Transcontinental Gas Pipe Line Co. LLC (Transco) received a draft environmental impact statement (EIS) for its 423-MMcfd Southside Reliability Enhancement Project from the US Federal Energy Regulatory Commission (FERC). Transco proposes to build and operate one new 33,000-hp compressor station and modify two existing compressor stations and three existing meter stations in North Carolina and Virginia. 

The project would provide expanded year-round firm transportation capacity from Transco’s Compressor Station 165 and the Pine Needle Storage site along the mainline pipeline system to delivery points in North Carolina. 

FERC staff concluded that construction and operation of the project would result in limited adverse environmental impacts, most of which would be temporary (during construction) or short-term (returning to background levels within 3 years following construction). Some permanent impacts, though not significant according to FERC, would occur from project operation. Project effects would be reduced to less than significant levels by proper mitigation, minimization, and avoidance measures and adherence to FERC recommendations, except for climate change impacts that were not characterized in this EIS as significant or insignificant.

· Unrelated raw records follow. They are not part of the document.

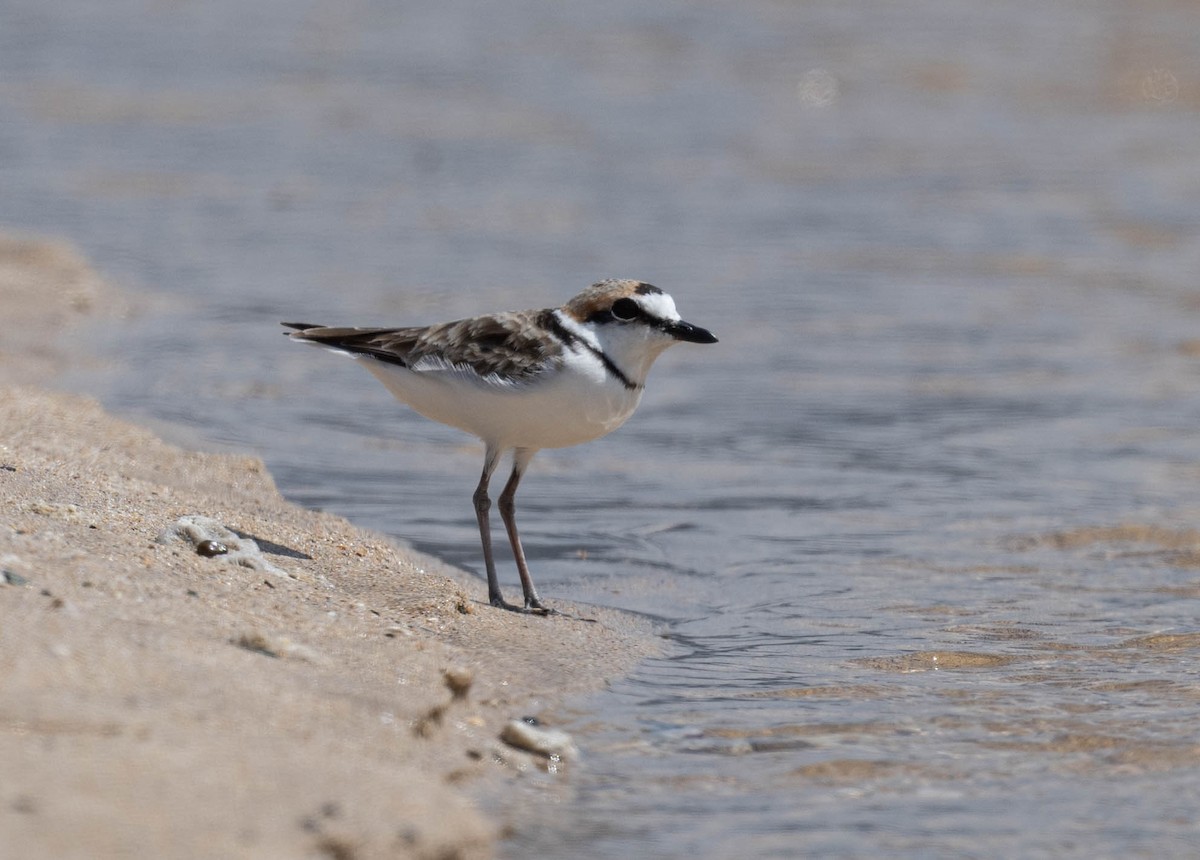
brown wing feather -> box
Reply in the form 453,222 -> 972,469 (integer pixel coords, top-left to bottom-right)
285,305 -> 563,380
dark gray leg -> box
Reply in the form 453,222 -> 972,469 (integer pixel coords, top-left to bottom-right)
472,446 -> 514,609
498,447 -> 550,613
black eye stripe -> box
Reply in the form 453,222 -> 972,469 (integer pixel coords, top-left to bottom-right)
610,299 -> 642,321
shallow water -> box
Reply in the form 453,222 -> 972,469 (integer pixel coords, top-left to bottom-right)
7,0 -> 1200,858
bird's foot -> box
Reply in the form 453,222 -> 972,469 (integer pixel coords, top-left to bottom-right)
487,594 -> 559,615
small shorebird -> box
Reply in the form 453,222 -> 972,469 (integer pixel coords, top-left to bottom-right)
283,279 -> 716,614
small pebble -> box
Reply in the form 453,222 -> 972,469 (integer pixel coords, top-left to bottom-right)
196,541 -> 229,559
500,720 -> 580,760
4,570 -> 29,585
442,666 -> 475,699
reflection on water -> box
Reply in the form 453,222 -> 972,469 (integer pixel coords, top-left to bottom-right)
0,0 -> 1200,858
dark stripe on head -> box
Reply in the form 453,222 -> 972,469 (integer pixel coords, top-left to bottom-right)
538,311 -> 642,391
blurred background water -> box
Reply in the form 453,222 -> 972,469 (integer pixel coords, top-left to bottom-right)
7,0 -> 1200,858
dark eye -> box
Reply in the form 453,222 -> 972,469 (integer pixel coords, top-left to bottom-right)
612,299 -> 642,321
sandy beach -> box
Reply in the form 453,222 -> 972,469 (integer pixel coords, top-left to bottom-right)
0,237 -> 658,859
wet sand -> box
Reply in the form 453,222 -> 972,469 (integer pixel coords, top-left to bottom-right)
0,237 -> 658,858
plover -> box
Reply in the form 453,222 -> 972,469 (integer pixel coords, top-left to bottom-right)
283,279 -> 716,614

The draft EIS addresses the potential environmental effects of:

  • Installation of a new compressor station (Compressor Station 168) which includes one new 33,000-hp electric motor-driven compressor unit, and installation of new mainline valves on South Virginia Lateral A-Line and B-Line at the new station in Mecklenburg County, Va.
  • Addition of one 16,000-hp electric motor-driven compressor unit at existing Compressor Station 166 in Pittsylvania County, Va.
  • Installation of piping modifications to allow for flow reversal at existing Compressor Station 155 in Davidson County, NC.
  • Replacement of one meter run to increase delivery volumes at the existing Ahoskie Meter Station in Hertford County, NC.
  • Installation of new equipment to increase delivery volumes at the existing Pleasant Hill Meter Station in Northampton County, NC.
  • Upgrading meter and controls and debottleneck piping at the existing Iredell Meter Station in Iredell County, NC.

FERC commissioners will take into consideration staff’s recommendations when they make a decision on the project. The draft EIS comment period closes Dec. 12, 2022.